I've got an old EnGenius ESR600 which stopped working on the stock firmware (freezes when it enables the 5GHz radio), so I'm porting OpenWRT to it to see if I can make it useful again. The system consists of:
J2 on the face of the board is a header-less serial port, which I have populated. It's CMOS 3.3V levels, and operates by default at 115200 baud, 8N1.
Although the U-Boot operations documented are only 2 (tftp and flash system code), 3 (boot from flash), and 9 (tftp and flash bootloader code!) it will also accept 1 (tftp to RAM and boot), 4 (enter U-boot CLI).
I have built an OpenWRT initram image that will boot, but I am having trouble with the device tree spec for the Atheros AR8327 setup.
The existing MT7620A based systems with an AR8327 (LR-25G001, TEW-692GR, and WLR-6000) aren't really illuminating!
The initial hint I started from was the U-Boot banner which announces "ASIC 7620_MP (Port5<->GigaSW)", so since that's a well-known way of configuring the system I assume the AR8327 is on port 5 of the SoC's own switch, and is controlled on the MDIO bus.
My first attempts have managed to bring up the internal switch, and one attempt managed to bring up both the internal MT7620 switch and the AR8327, but none of the LAN/WAN ports were active-- "swconfig...show" did not show any ports with link activity indication that changed when plugging/unplugging the ethernet cable, although the device on the other end notes the link active.
Thanks -- yeah, still got the stock firmware in flash (and have the uImage). I do have a shell on it but most of the debug tools are stripped from the image, even to the point they stripped the kernel logging so no boot msgs or dmesg capability.
I had previously taken the stock .DLF file apart and added an "/sbin/cli" script to the squashfs and rebuilt the image so that I could log in (admin) before I found a reference to using "lin17" to get a shell bypassing the missing /sbin/cli.
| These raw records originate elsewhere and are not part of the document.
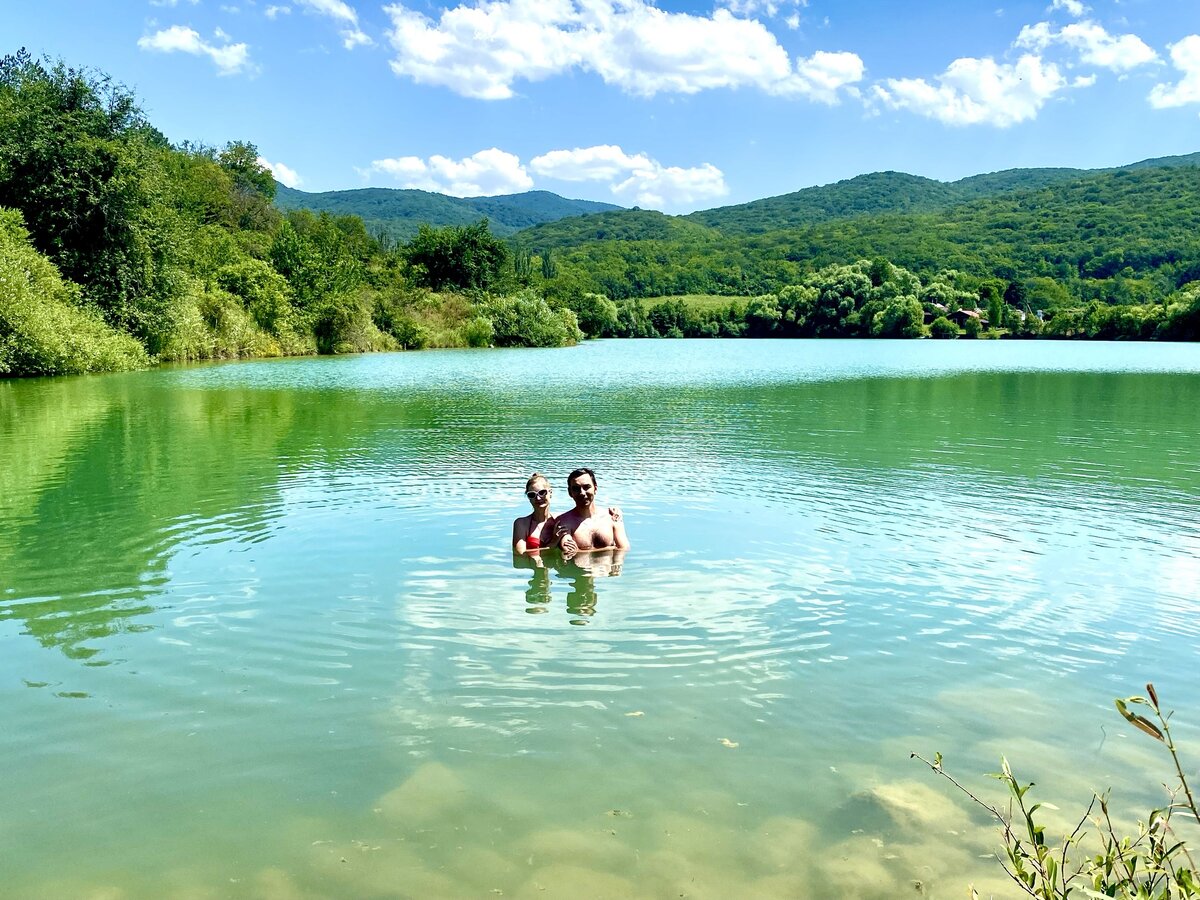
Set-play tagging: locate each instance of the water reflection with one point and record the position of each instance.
(298, 573)
(580, 573)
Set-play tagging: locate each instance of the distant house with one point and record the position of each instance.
(959, 317)
(937, 311)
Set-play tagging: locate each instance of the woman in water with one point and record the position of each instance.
(535, 531)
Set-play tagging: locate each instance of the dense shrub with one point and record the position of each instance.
(43, 329)
(943, 328)
(526, 319)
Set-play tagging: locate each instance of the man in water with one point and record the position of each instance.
(587, 527)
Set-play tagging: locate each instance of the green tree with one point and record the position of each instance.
(459, 257)
(942, 328)
(81, 163)
(904, 317)
(996, 312)
(598, 316)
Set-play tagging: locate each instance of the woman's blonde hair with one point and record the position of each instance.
(534, 479)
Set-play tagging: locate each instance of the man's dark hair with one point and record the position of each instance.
(582, 471)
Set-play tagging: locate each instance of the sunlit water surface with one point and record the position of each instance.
(262, 636)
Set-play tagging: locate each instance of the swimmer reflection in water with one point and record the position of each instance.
(580, 573)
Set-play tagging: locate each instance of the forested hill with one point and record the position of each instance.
(400, 213)
(883, 192)
(1126, 235)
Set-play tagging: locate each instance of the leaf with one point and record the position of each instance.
(1139, 721)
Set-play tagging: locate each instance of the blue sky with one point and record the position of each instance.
(673, 106)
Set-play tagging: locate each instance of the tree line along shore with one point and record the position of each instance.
(119, 250)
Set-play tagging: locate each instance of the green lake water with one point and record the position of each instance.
(262, 635)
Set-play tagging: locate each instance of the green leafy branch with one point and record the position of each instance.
(1152, 864)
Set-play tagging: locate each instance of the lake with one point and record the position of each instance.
(262, 634)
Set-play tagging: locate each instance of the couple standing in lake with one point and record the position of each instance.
(580, 529)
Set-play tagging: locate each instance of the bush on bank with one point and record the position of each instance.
(45, 328)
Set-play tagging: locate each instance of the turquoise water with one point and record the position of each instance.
(261, 633)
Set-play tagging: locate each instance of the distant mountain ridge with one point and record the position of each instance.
(400, 213)
(897, 192)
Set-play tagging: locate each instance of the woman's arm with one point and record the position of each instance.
(621, 540)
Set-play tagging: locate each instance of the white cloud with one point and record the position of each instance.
(283, 174)
(1073, 7)
(481, 51)
(483, 174)
(229, 59)
(345, 15)
(822, 75)
(973, 91)
(1186, 58)
(604, 162)
(1093, 43)
(634, 178)
(672, 187)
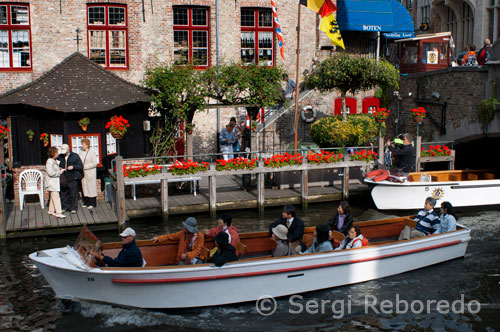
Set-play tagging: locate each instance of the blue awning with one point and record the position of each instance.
(389, 17)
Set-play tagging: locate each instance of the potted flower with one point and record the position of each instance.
(3, 131)
(418, 114)
(380, 114)
(45, 138)
(117, 126)
(30, 134)
(83, 123)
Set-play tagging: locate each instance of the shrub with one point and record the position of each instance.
(357, 130)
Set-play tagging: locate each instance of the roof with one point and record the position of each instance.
(77, 84)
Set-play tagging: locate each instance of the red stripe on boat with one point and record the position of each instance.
(253, 274)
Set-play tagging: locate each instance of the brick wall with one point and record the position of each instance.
(16, 172)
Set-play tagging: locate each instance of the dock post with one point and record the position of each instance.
(120, 193)
(212, 187)
(164, 199)
(381, 146)
(260, 187)
(304, 190)
(345, 184)
(3, 226)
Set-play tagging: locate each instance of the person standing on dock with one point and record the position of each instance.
(89, 182)
(406, 155)
(73, 168)
(190, 242)
(53, 184)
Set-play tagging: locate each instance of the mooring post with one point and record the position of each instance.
(381, 146)
(164, 199)
(3, 226)
(304, 190)
(260, 187)
(212, 186)
(120, 193)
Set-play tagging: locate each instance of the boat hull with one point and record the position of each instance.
(411, 195)
(205, 285)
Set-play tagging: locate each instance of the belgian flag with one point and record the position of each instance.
(322, 7)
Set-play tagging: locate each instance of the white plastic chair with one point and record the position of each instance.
(32, 180)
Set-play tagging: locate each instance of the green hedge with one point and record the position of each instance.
(357, 130)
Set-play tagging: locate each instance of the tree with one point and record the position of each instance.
(177, 92)
(253, 86)
(348, 73)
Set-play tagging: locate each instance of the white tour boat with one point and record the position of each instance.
(159, 284)
(460, 188)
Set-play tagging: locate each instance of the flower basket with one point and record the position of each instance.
(117, 126)
(324, 157)
(44, 137)
(235, 164)
(418, 114)
(435, 151)
(188, 167)
(3, 132)
(139, 170)
(286, 159)
(380, 114)
(365, 155)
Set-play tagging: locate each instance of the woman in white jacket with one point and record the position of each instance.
(53, 184)
(89, 182)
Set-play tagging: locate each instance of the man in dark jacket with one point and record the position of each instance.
(292, 222)
(406, 155)
(73, 169)
(129, 256)
(225, 251)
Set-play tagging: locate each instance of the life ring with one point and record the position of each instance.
(378, 175)
(306, 110)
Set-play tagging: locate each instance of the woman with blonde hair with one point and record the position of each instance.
(53, 183)
(89, 182)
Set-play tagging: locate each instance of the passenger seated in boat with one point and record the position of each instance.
(190, 242)
(321, 240)
(225, 225)
(342, 221)
(225, 251)
(427, 222)
(448, 219)
(129, 256)
(283, 246)
(354, 239)
(293, 223)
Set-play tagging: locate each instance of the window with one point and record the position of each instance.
(191, 36)
(56, 141)
(15, 37)
(257, 36)
(107, 35)
(110, 144)
(75, 143)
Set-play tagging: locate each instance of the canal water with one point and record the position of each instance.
(468, 288)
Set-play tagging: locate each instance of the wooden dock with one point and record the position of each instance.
(33, 221)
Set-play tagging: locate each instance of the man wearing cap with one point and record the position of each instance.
(190, 242)
(73, 168)
(283, 246)
(129, 256)
(225, 251)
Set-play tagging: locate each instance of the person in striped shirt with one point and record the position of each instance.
(427, 222)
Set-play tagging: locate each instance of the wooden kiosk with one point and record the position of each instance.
(424, 53)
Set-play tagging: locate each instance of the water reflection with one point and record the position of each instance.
(28, 304)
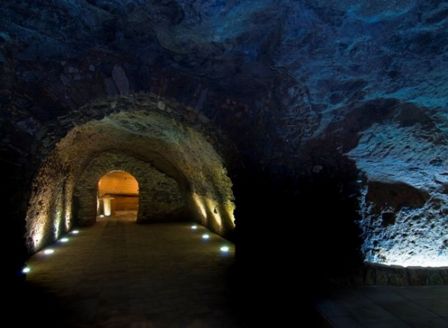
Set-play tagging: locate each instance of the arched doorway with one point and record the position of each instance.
(118, 196)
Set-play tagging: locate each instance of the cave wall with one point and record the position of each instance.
(165, 139)
(304, 89)
(160, 197)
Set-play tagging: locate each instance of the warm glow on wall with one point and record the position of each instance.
(200, 205)
(107, 208)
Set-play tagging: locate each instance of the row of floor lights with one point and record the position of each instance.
(206, 236)
(50, 251)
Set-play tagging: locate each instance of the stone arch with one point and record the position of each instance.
(153, 206)
(173, 139)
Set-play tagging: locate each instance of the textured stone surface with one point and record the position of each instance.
(139, 134)
(302, 88)
(159, 195)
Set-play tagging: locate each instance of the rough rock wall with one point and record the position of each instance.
(405, 203)
(145, 130)
(159, 195)
(276, 76)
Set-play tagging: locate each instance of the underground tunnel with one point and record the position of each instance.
(117, 195)
(199, 163)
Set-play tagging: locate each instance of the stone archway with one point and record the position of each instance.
(161, 198)
(118, 195)
(176, 142)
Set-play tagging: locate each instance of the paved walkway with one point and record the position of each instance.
(122, 274)
(387, 306)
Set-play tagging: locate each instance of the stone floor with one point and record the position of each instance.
(387, 306)
(121, 274)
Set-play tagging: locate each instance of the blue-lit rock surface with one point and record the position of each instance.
(292, 83)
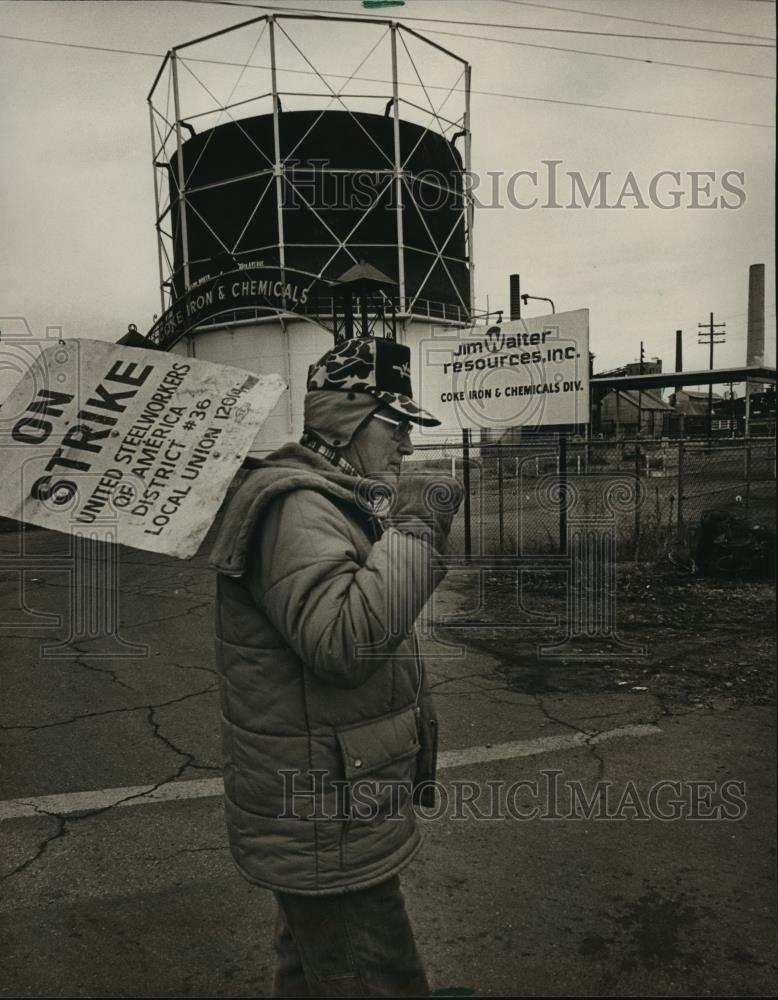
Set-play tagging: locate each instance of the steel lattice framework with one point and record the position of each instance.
(363, 64)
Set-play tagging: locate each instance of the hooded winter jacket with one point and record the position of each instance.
(322, 687)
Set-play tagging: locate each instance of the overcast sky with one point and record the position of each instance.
(76, 195)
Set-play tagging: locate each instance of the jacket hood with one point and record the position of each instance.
(292, 467)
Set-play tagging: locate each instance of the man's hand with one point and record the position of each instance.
(426, 501)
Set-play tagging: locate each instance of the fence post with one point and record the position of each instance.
(466, 471)
(679, 510)
(500, 506)
(562, 469)
(637, 499)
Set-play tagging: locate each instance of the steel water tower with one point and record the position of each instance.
(310, 175)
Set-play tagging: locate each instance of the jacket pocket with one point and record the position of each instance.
(379, 766)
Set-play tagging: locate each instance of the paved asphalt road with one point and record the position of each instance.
(142, 899)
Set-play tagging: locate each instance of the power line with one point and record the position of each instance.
(491, 24)
(622, 17)
(480, 93)
(602, 55)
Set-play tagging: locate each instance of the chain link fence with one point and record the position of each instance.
(647, 495)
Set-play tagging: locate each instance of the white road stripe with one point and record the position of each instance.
(105, 798)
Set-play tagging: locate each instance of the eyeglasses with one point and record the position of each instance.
(402, 428)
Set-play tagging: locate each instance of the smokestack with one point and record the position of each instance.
(678, 354)
(755, 340)
(516, 296)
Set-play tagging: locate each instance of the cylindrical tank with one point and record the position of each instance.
(338, 203)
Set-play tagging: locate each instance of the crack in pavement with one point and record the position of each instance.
(108, 711)
(190, 761)
(62, 828)
(589, 734)
(99, 670)
(185, 850)
(167, 618)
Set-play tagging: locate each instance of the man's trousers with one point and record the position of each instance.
(357, 944)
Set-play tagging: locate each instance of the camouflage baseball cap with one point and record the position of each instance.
(373, 365)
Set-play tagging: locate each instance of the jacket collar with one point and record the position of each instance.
(292, 467)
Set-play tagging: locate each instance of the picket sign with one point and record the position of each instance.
(99, 435)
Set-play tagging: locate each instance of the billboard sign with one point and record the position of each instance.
(98, 433)
(526, 373)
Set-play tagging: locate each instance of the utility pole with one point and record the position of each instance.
(640, 394)
(711, 333)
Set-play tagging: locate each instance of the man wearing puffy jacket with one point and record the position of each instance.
(329, 733)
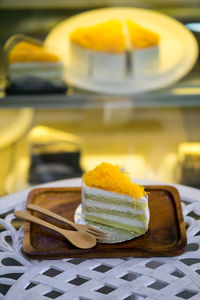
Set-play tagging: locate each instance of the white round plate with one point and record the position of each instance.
(114, 235)
(178, 49)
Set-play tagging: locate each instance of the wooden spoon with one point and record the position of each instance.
(79, 239)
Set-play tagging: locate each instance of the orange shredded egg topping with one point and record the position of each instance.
(109, 177)
(27, 52)
(106, 37)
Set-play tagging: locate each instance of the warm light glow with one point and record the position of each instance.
(189, 148)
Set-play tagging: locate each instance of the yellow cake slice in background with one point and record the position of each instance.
(98, 51)
(110, 197)
(113, 50)
(32, 68)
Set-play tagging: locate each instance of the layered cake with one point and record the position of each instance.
(110, 197)
(115, 50)
(33, 68)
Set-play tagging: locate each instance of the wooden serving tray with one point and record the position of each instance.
(166, 235)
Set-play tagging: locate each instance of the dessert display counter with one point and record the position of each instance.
(153, 134)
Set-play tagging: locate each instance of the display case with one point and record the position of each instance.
(152, 134)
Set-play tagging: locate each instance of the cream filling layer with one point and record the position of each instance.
(122, 208)
(53, 70)
(107, 194)
(126, 221)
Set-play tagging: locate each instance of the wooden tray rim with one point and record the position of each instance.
(177, 248)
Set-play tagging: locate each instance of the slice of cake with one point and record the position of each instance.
(32, 67)
(98, 50)
(110, 197)
(144, 49)
(113, 50)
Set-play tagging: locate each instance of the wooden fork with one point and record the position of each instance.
(79, 239)
(83, 228)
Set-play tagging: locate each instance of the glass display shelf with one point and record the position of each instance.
(184, 93)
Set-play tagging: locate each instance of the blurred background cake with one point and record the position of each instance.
(110, 197)
(114, 49)
(34, 69)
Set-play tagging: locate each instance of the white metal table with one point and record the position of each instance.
(157, 278)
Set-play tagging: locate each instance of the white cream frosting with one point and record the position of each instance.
(121, 197)
(110, 67)
(110, 206)
(127, 221)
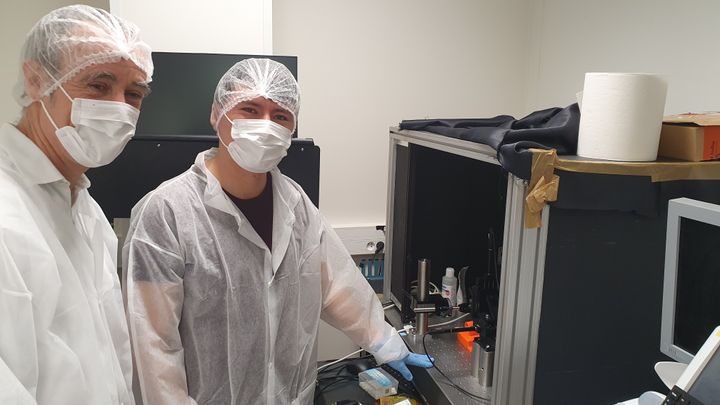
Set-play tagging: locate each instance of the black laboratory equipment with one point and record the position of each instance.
(445, 207)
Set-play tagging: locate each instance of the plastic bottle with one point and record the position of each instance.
(449, 286)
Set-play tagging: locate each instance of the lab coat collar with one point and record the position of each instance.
(29, 160)
(285, 199)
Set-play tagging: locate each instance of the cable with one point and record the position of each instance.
(340, 359)
(457, 387)
(450, 321)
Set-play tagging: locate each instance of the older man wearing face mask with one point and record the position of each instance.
(231, 267)
(64, 339)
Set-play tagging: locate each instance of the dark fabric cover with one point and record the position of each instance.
(553, 128)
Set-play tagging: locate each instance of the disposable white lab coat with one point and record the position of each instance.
(63, 334)
(217, 318)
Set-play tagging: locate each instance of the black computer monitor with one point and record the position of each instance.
(182, 91)
(691, 304)
(147, 161)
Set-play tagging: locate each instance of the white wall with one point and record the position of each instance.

My /sbin/cli script renames /sbin/ifconfig and then execs a shell because if I let it get as far as turning the radio on it's game over -- I guess I should set it up to just ignore the one interface that kills it and I may be able to recreate and install some tools to help dig into it.
I'll have another look at the LR25-G001 and see if it makes more sense now that I have a better understanding of some of the other parts of the system. I'll also go and re-read the DTS for Dummies guide and the drivers for the chips.
The ESR600 is working better now, but not perfectly. I've got the AR8327 switch showing up (though as "switch0 - mdio-bus"), but as with the LR25G001 it has the problem of only the WAN port and two of the four LAN ports working - the working ports are PHYs 0, 1 and 4(wan).
The 2.4GHz radio works, but the 5GHz radio takes down the system when enabled under BOTH the stock and the OpenWRT firmware. I'm guessing probably a hardware problem.
If anyone has ideas about why the AR8327 is behaving like this I'm open to suggestions -- I have already confirmed that the basic "initvals" match the stock firmware configured values. There are a number of magic values in the ar8327.c that I don't have documentation for -- the only data sheet for the chip that I can find appears to document rev2, and this is a rev4 chip, and according to the ar8327.c code there was at least one new register added.
Any guesses on why this is happening? All the PHYs are on the AR8327 switch, but the probing is selecting the 8216/8236/8316 driver for 3 of them (which work) and the Generic PHY driver for 2 of them -- which don't work.
That's a boolean property, so the "= <1>" is not required. But thanks for the suggestion anyway. I dug in to the code a bit more and thought I'd found it in the probe routine where it disallows anything but addresses 0, 3, and 4 -- which matches this observed behavior... so I tried removing that check, and it does indeed point all the PHYs to the AR driver instead of the generic one... but has no actual effect on whether the ports work or not. I think that because the switch looks like a PHY, and then the AR8327 driver code handles its own PHY probing, we end up with the higher level code probing the switch multiple times, which then probes its own PHYs multiple times. Seems like an architectural problem in the driver tree. It works equally as poorly if you only declare a single ethernet-phy on the MDIO bus -- the switch code itself still finds its own PHYs. But, regardless, it doesn't explain the non-functional PHYs yet.
Following up on my own post -- I've decided there is probably preexisting issue in the ar8327 driver that I'm not prepared to track down at this time. Everything else is working, so i've submitted a pull request for the commit with a new device tree and supporting files.